Nowadays, the development of the tourism industry is linked to the use of new technologies and digitalisation. Data is viewed as one of the key resources used for optimizing processes, decision-making, generating new business models, or developing new tourism products. To access, process, analyze, and use tourism data, data infrastructure is required. Just like physical infrastructure such as highways or water supply systems, data infrastructures include a number of components (incl. datasets, standards, policies, and governance) and entail significant costs. One of its elements are tourism data inventories. Our website, www.tourismdata.ch, includes an inventory of tourism metadata. Our metadata catalogue is just one example. There are several collaborative initiatives in other countries that focus on developing tourism data landscapes and inventories with tourism data. In this blog post, we describe and compare examples from Germany, Spain, France and Australia.
Open Data Germany – knowledge graph with tourism data
The project Open Data Germany was initiated in 2018 by the German National Tourist Board (ger. DZT,
Deutsche Zentrale für Tourismus) in cooperation with 10 German metropolises and 16 local and regional DMOs.

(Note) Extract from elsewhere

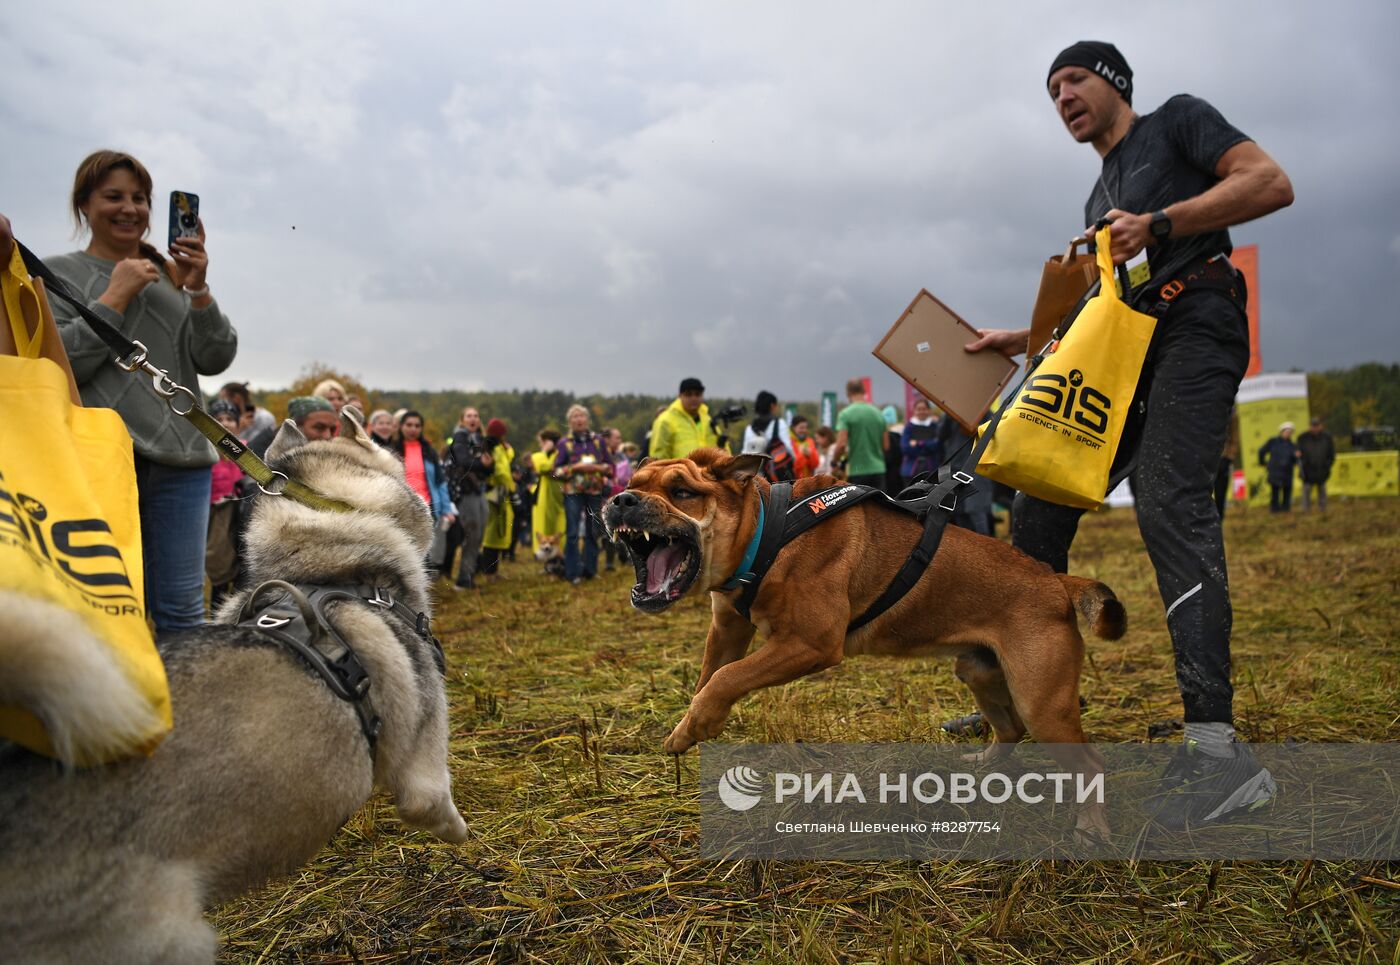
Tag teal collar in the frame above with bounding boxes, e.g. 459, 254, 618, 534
720, 495, 765, 590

The aim of the initiative is to clean and structure decentralized and heterogenous data from various sources in a
central and open database. The tourism data in the graph database is presented as a network structure: points are linked with each other, which enables showing the relations between the tourism data (for example linking geodata with the restaurants in the neighbourhood). The knowledge graph includes various types of data, incl. texts, photos, videos, POIs, accommodation, gastronomy offers, etc. The knowledge graph was made available in January 2023.
Data Tourisme – data inventory developed in France
The DATAtourisme is a French initiative that facilitates access to public tourist information data. The platform was made available in 2017. DATAtourisme aggregates the tourism data from about 40 local databases. Data is made available as Open Data. Currently, DATAtourisme aggregates around 407,500 POIs. It includes four types of POI data: places and landmarks, festivals and events, products, and travel routes. The database contains information about every POI: subcategories names, descriptions, location, contact information, price category, clientele, documents (images, flyers, videos etc.), facilities, and rating. Since its launch, DATAtourisme has been steered and financed by the Directorate General for Enterprises of the Ministry of Economy and Finance in partnership with ADN Tourisme.

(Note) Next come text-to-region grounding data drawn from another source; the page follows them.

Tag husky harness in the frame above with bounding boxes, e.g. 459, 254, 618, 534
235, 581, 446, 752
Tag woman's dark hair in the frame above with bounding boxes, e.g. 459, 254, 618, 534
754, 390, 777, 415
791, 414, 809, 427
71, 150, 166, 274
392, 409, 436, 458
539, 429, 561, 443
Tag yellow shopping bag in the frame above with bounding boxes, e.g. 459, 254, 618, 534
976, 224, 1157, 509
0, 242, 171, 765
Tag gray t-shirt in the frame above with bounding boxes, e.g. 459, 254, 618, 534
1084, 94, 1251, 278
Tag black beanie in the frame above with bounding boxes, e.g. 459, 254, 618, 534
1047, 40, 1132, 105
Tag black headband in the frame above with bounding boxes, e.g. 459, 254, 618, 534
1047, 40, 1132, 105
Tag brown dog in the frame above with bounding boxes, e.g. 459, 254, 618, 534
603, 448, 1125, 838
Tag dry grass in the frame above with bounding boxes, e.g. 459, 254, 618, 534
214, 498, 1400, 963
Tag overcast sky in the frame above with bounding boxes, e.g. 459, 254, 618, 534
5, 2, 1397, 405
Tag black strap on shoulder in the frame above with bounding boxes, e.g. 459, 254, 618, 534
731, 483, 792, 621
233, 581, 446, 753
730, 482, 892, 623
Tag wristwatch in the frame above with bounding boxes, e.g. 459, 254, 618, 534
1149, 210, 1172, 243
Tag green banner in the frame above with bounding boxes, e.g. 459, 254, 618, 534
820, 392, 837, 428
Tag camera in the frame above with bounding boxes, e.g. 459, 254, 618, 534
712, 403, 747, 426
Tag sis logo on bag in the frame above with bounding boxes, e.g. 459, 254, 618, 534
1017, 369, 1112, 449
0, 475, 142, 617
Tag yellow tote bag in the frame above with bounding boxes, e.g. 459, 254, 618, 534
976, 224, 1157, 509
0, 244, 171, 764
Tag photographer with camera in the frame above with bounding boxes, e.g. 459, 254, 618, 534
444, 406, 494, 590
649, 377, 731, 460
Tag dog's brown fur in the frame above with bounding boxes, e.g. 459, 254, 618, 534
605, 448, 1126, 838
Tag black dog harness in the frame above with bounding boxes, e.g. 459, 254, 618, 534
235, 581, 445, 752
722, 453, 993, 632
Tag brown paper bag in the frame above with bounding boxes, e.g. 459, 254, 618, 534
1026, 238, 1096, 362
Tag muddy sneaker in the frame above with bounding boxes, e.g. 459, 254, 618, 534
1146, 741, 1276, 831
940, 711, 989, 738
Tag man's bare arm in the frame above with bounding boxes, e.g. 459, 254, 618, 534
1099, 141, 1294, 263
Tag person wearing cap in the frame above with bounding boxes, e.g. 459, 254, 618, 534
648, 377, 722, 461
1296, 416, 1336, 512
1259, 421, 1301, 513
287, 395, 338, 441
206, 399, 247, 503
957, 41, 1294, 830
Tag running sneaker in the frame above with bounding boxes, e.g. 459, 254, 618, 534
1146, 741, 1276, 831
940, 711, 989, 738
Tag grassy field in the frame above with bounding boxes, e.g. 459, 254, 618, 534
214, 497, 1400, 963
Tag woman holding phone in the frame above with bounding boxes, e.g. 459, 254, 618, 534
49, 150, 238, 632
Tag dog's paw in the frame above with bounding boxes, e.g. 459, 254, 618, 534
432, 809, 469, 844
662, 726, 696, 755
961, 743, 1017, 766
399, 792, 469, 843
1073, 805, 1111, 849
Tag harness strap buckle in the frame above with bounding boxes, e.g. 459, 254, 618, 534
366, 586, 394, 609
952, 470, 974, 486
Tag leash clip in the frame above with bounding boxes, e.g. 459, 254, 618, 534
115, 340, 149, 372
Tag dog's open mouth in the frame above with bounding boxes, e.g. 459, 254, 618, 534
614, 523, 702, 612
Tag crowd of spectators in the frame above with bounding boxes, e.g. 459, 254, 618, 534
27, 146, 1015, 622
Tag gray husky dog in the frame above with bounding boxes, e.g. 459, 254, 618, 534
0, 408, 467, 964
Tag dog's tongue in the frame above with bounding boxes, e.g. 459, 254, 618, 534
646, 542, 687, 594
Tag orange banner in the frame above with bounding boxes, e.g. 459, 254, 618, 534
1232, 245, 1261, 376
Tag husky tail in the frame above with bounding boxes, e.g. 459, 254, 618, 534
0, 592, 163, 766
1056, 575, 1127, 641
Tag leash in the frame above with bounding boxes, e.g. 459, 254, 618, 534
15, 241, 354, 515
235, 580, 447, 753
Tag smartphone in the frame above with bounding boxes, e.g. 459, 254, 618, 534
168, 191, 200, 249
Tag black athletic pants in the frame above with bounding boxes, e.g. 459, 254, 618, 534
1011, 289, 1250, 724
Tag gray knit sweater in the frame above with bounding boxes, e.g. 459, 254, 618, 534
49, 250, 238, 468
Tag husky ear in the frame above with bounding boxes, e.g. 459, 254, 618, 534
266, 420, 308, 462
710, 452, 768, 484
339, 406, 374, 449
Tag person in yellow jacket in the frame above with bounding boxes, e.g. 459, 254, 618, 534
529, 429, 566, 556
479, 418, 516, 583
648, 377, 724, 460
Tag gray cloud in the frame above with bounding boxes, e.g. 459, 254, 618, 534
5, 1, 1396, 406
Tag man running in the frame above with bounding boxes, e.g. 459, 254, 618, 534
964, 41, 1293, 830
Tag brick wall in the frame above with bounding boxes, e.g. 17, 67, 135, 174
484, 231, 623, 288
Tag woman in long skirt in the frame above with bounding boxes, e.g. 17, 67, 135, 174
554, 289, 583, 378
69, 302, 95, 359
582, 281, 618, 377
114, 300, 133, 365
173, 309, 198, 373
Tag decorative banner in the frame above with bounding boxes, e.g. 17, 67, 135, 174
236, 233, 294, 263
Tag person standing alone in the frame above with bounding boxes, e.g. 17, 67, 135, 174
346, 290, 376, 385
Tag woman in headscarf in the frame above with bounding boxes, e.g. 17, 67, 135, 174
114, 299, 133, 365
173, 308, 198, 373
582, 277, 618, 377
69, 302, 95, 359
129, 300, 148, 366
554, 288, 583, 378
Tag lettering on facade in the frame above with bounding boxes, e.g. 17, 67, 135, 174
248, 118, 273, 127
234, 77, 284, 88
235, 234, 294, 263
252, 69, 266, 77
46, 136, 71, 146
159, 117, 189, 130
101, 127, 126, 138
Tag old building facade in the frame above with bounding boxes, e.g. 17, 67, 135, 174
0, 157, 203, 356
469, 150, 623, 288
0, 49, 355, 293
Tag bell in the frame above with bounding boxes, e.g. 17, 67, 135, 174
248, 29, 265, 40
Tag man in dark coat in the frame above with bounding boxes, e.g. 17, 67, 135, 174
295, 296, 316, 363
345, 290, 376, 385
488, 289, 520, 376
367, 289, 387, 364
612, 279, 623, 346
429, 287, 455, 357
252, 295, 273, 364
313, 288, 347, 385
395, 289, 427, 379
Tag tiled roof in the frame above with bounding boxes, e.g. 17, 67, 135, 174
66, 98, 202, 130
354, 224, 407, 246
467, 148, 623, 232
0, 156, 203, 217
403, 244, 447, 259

DATAESTUR – Spanish data inventory for tourism
DATAESTUR is a Spanish inventory and tourism databank that was launched at the end of 2020 with the
goal to identify, collect and share public and private sources of tourism data useful to better understand
principles and current trends in the tourism industry. The platform shows public data from different sources
such as the National Institute of Statistics, the Bank of Spain, AENA, Puertos del Estado (ports of the states) or
Turespaña (Spanish national tourism authority). The data is aggregated and structured into five categories: general data (international tourist arrivals), economics (tourism expenditure, contribution to GDP, employment), transport (air passengers, passenger traffic by ports, rail, and road); accommodation (hotel occupancy, accommodation prices); knowledge (activesocial listening, scientific information on tourism and scientific tourism journals). The data is accessible in form of dashboards. There is also an API service available.
Australian Tourism Data Warehouse
The Australian Tourism Data Warehouse (ATDW) is the national storage and distribution facility for data about products and destination information. The platform was established in 2001. The aim of the ATDW is to provide tourism operators with a centralized, comprehensive, and cost-effective digital tourism marketing tool, helping to
improve online visibility, create more qualified conversions, attract more tourists and increase visitors`
expenditure. The digital tourism warehouse is a central distribution and storage facility for tourism industry products and
destination information, currently, there are more than 50,000 listings. The content is compiled in a nationally
agreed format and electronically accessible by tourism business owners (operators), wholesalers, retailers, and
distributors for use in their websites and booking systems and other digital channels. Information stored in the
ATDW covers accommodations, attractions, destinations, events, guided tours, rentals, transportation, etc.
Different approaches with similar goal to make data accessible and findable
Clearly, all of the projects described above share one goal: to provide data assistance to businesses and organizations. For service and data providers, it means updating their data only once and saving money, whereas, for tourism companies, intermediaries, or start-ups, it means finding and using data in a more structured manner.
Aside from this overarching, shared goal, there are various approaches to data architecture and data-sharing policies. Most initiatives adhere to open data principles and provide easier access through API services. The importance of data standardization has been considered in the majority of projects, with the primacy of schema.org data structure.
One of the most noticeable differences between platforms is the type of data collected and shared. Three approaches can be distinguished here. The first is to focus on statistical and publicly available tourism data and present it in the form of dashboards, as shown in the DATAESTUR example. The second one is putting more emphasis on tourism content data (videos, pictures, descriptions, POIs) that is primarily used for marketing. The third and most mature approach is based on collecting various types of tourism data from several sources and attempting to link them together, describing relationships and knots, as seen in the example of Open Data Germany.
Analyzing current initiatives can be a source of best practices for other countries or regions that are considering building data infrastructure for tourism.